Alaska Airlines is redefining the inflight First Class experience with the launch of Chef’s (tray) Table, a new seasonal program that highlights acclaimed culinary talents from the West Coast. The initiative debuts with an exclusive menu from James Beard Award-winning chef Brady Ishiwata Williams, known for his work at Seattle’s celebrated Tomo restaurant.
The program follows the airline’s successful 2023 collaboration with San Francisco-based Chef Brandon Jew. Building on that momentum, Alaska Airlines has formalized the concept into a rotating series of chef partnerships. Chef Jew now joins the lineup alongside Chef Williams, with each menu designed to reflect the cultural richness and regional flavors of the West Coast.

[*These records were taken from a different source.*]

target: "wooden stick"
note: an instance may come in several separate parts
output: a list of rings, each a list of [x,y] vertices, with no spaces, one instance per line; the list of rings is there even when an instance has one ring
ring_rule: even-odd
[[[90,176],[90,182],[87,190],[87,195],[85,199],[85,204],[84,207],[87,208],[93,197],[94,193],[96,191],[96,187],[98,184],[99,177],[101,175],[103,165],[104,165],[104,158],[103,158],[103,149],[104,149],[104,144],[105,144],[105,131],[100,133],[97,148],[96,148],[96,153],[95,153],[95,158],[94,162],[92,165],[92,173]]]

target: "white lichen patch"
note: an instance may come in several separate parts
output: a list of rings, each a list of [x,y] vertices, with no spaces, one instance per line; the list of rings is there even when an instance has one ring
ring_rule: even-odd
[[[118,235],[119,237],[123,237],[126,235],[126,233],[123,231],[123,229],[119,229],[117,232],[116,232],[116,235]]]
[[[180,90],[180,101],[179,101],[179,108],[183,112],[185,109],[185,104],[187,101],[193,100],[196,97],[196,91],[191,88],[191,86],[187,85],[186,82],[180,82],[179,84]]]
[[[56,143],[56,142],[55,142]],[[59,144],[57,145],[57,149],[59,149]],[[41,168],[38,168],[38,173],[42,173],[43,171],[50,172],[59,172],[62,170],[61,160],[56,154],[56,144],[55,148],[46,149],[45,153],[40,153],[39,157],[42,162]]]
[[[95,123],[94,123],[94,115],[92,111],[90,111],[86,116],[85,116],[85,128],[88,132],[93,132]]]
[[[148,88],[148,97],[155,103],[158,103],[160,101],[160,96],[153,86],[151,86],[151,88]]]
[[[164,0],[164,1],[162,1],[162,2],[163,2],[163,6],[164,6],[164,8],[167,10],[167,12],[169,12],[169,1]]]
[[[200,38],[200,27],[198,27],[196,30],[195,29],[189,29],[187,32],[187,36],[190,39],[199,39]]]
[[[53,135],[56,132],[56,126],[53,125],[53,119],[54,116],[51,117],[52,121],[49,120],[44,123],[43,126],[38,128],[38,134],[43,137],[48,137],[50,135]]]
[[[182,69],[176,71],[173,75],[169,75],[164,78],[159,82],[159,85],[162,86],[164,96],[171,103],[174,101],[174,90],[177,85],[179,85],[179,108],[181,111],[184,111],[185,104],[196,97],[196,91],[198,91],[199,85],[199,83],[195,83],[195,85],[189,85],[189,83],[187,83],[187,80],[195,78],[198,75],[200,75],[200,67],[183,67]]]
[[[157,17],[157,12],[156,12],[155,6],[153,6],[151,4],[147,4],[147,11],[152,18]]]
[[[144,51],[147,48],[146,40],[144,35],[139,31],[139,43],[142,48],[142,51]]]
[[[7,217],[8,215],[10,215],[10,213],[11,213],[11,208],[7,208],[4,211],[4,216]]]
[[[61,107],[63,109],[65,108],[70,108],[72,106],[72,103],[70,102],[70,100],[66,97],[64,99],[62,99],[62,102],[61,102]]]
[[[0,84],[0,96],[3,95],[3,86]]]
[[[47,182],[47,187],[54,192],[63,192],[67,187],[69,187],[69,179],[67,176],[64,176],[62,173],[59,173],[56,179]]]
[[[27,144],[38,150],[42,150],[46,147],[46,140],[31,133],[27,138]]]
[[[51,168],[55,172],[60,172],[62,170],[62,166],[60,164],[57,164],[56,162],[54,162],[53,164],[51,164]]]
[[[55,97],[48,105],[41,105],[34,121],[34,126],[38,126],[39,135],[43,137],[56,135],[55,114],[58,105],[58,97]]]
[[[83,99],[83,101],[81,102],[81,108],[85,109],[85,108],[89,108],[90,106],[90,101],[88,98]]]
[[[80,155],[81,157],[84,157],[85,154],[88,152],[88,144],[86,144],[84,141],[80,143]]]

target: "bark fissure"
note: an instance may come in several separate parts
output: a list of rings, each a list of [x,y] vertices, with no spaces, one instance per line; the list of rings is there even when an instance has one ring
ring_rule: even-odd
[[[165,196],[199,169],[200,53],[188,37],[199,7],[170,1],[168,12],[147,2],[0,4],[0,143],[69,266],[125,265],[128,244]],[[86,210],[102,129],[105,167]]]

“Chef Williams and Chef Jew work tirelessly at their craft and remain deeply rooted in their communities, no matter how successful they become,” said Todd Traynor-Corey, Alaska Airlines’ Vice President of Guest Experiences. “They embody Alaska’s values of giving back and excellence, making this a perfect partnership.”
Chef Brady Ishiwata Williams brings a personal touch to the new menu. With roots in his grandparents’ diner and a résumé that includes Michelin-starred kitchens and a leadership role at Seattle’s Canlis, Williams launched Tomo in 2021. Speaking on the collaboration, he shared, “Every dish and ingredient carries a story, and I’m incredibly proud to partner with an airline that champions local business owners like me. This collaboration has shown me how deeply Alaska cares about every detail.”
Available in First Class starting June 5, the exclusive menu will be offered on transcontinental routes between Seattle and JFK, Newark, and Washington D.C. Breakfast includes a Mochi Waffle with Fried Chicken, topped with apple miso butter and tamari-maple syrup. For dinner, passengers can enjoy Klingemann Farms Glazed Short Rib. Return flights feature chilled Buckwheat Soba with Ahi-Tuna Tataki.
Alaska Airlines continues to lead the industry with its pre-order meal system, which allows passengers on flights over 1,100 miles to select from up to five chef-designed options. The initiative not only enhances the onboard experience but also reinforces the airline’s commitment to supporting regional chefs and culinary innovation.